In YouTube gibt es ein großes Angebot von Meditationen und Fantasiereisen zum Inneren Kind. Das ist eine weitere Möglichkeit Kontakt aufzunehmen. Manche Menschen schreiben Briefe an Ihr Inneres Kind. Andere fertigen Kollagen an oder Zeichnen es. Sie dürfen Ihre ganz persönliche Art finden, mit Ihrem Inneren Kind Kontakt aufzunehmen.
Es ist gut dranzubleiben. Beschäftigen Sie sich bitte nicht nur ein- oder zweimal damit und denken, dass Sie nun alles erledigt haben und Ihr Inneres Kind Ruhe gibt. Diese Anteile sind schwer verletzt und benötigen Pflege und Nachnährung. Es hat an so manchen Dingen damals gefehlt, an Liebe, Anerkennung, Sicherheit, Halt und Nähe. Eine tägliche Zuwendung ist wichtig. Es sollte zum Ritual werden, dass Sie sich täglich etwas Zeit nehmen und Kontakt aufnehmen.
Klienten erzählen mir oft, dass sie zu Beginn nicht an ihr Inneres Kind herankommen. Es sitzt in der Ecke und möchte sich dem Erwachsenen nicht zuwenden, da es kein Vertrauen hat. Zu oft hat es den Schmerz der Einsamkeit und Verlassen werden gespürt. Machen Sie bitte trotzdem täglich Kontakt! Gerade diese Kinder brauchen die Regelmäßigkeit, um langsam wieder Vertrauen aufzubauen.
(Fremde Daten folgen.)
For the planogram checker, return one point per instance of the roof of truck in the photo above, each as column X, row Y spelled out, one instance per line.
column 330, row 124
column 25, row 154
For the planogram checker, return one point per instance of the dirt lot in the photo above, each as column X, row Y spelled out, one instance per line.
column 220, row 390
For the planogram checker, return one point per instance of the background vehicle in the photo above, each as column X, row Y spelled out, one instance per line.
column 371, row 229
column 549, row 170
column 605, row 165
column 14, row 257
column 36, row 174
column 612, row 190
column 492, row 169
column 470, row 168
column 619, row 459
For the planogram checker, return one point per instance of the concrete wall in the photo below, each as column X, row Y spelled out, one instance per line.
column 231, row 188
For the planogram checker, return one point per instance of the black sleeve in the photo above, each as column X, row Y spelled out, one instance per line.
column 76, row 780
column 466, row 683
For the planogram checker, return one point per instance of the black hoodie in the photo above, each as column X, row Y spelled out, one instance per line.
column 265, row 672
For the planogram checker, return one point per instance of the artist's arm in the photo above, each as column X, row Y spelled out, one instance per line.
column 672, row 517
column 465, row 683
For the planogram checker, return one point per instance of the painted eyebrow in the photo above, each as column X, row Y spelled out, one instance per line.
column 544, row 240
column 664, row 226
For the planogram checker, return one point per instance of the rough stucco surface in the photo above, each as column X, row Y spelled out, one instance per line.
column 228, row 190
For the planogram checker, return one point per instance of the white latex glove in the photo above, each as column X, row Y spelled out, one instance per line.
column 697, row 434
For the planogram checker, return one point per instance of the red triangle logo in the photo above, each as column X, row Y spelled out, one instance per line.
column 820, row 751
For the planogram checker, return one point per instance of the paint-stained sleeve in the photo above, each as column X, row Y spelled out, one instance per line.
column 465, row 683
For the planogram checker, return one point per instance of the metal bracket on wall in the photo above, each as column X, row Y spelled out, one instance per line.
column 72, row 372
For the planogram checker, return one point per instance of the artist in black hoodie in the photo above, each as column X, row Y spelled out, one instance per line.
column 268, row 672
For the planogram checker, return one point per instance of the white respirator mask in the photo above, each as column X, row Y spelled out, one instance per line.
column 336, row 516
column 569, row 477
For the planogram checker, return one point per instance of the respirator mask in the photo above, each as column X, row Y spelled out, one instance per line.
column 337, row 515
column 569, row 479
Ist der Kontakt da und das Kind hat zu mehr Vertrauen gefunden, folgt der zweite Schritt, die Arbeit mit Ihrem Inneren Kind. Sie allein können es unterstützen und nachnähren, mit allem, was damals gefehlt hat. Vertrauen entsteht durch Ihre tägliche Zuwendung. Dadurch merkt es, dass Sie es ernst meinen und wirklich an ihm interessiert sind. Es spürt dadurch auch Ihre Liebe.
Zeigen und sagen Sie ihm täglich wie wundervoll, einzigartig und wertvoll es ist. Erklären Sie ihm die Welt und vor allem entlasten Sie es von Schuld. Kinder laden sich schnell Schuld auf. Sie fühlen sich schuldig, wenn es Mama oder Papa nicht gut geht, wenn diese ständig genervt sind, sich trennen wollen oder krank werden. Das Kind denkt oft, dass es daran schuld ist. Sagen Sie Ihrem Inneren Kind, dass es keine Schuld hat, dass es andere Gründe dafür gab!
Nach und nach kann das Kind heilen und ein gesundes Selbstwertgefühl entwickeln. Aber bitte haben Sie Geduld. Alte Muster der Anpassung und Glaubenssätze können abgelegt werden. Sie werden die Welt mit anderen Augen sehen.
Im Prozess mit dem Inneren Kind ist es gut sich therapeutische Hilfe zu holen. Ich bemerke immer wieder, dass es Menschen schwerfällt, nur mit Büchern und Videos zu arbeiten. Keiner beantwortet die Fragen, die während des Prozesses auftauchen. Es ist am Anfang auch gar nicht so einfach zu bemerken, ob Sie sich nun im Anteil des Kindes selbst befinden oder wirklich im Anteil des Erwachsenen. Wichtig ist, aus der Position des Erwachsenen, einer guten Mutter oder eines guten Vaters, auf das Kind zu schauen. Um das auseinanderhalten zu können, benötigen manche Menschen zu Beginn Hilfe. Ich unterstütze und begleite Sie gerne.
"Es ist leichter Probleme zu lösen, als mit ihnen zu leben."